Further, there is a focus on the human in the volume, which may be understandable given the topical constraint of health law and the historical context of its individuation, but the human appears to be presumed by the contributors as the limit and root of law’s relation to the body, even where that body is expanded through relationality. I think it is potentially fruitful to think about the human body in its fragmented forms, in what composes the human, which may not be clearly demarcated from what is not human. Instead, this would cleave and proliferate the body into multiple bodies, like the molecule, the liver, the virus, etc. whose vectors may, as Donna Haraway (1991) encouraged us to consider, become entangled in material-discursive assemblages that law or legality forms part of. I am thinking here of Lara Tessaro’s (2020) recent work on the regulation of oestrogen, and Dayna Nadine Scott’s (2016) work on transcorporeality in the ‘smellscape’ of the Aamjiwnaang Bucket Brigade, which treats bodies as extensive with broader materialities. The Everybody may be uncertain in such a movement, at least in how theses of vulnerability and relationality are conceptualised and explored, as it necessitates a move beyond the human. But I think this opens the theoretical weight of a jurisprudence of the body towards that of multiple bodies, of ‘human’ and non-human forms, which can better wrestle with more-than-human encounters necessary to expand outside the medico-legal into other fora of health as Coggon’s chapter might be read as inviting.

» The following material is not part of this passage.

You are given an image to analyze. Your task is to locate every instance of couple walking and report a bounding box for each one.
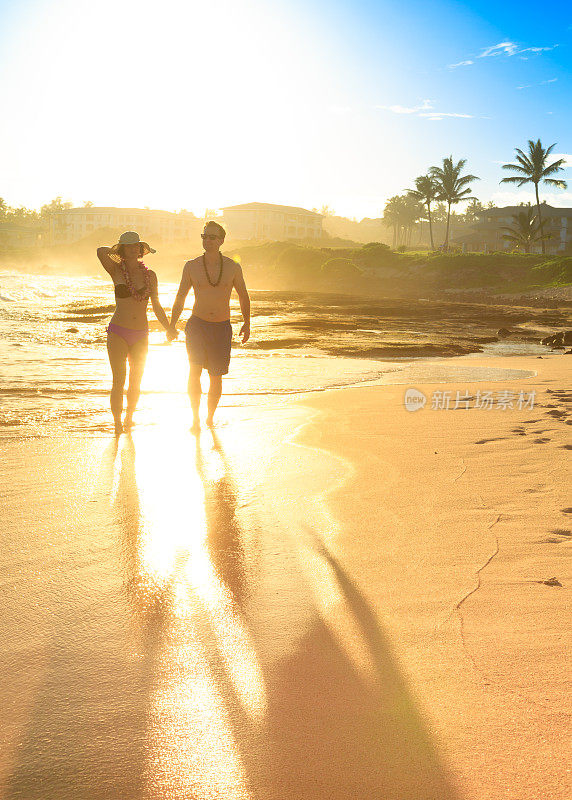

Nonetheless, the desire to describe a jurisprudence of the body is a good one and this volume is an excellent contribution. Critical engagements in health law through the body – or bodies – are limited in number. The body occasionally rears its head as the focus of other critical sociolegal scholarship – like Alan Hyde (1997), Leslie Moran (1999), Roxanne Mykitiuk (1994) – but these, too, are disparate appearances that have not coalesced, from my view, as a distinct field. As a field – which I take a jurisprudence of the body to potentially offer – I would envisage frequent and deep intercourse between scholars in a manner that achieves what critical body studies achieves with Margrit Shildrick (1997), Elizabeth Grosz (1994), among others. This volume provides a foundation for more thorough engagement with the body – and, as I personally hope, bodies – in sociolegal studies.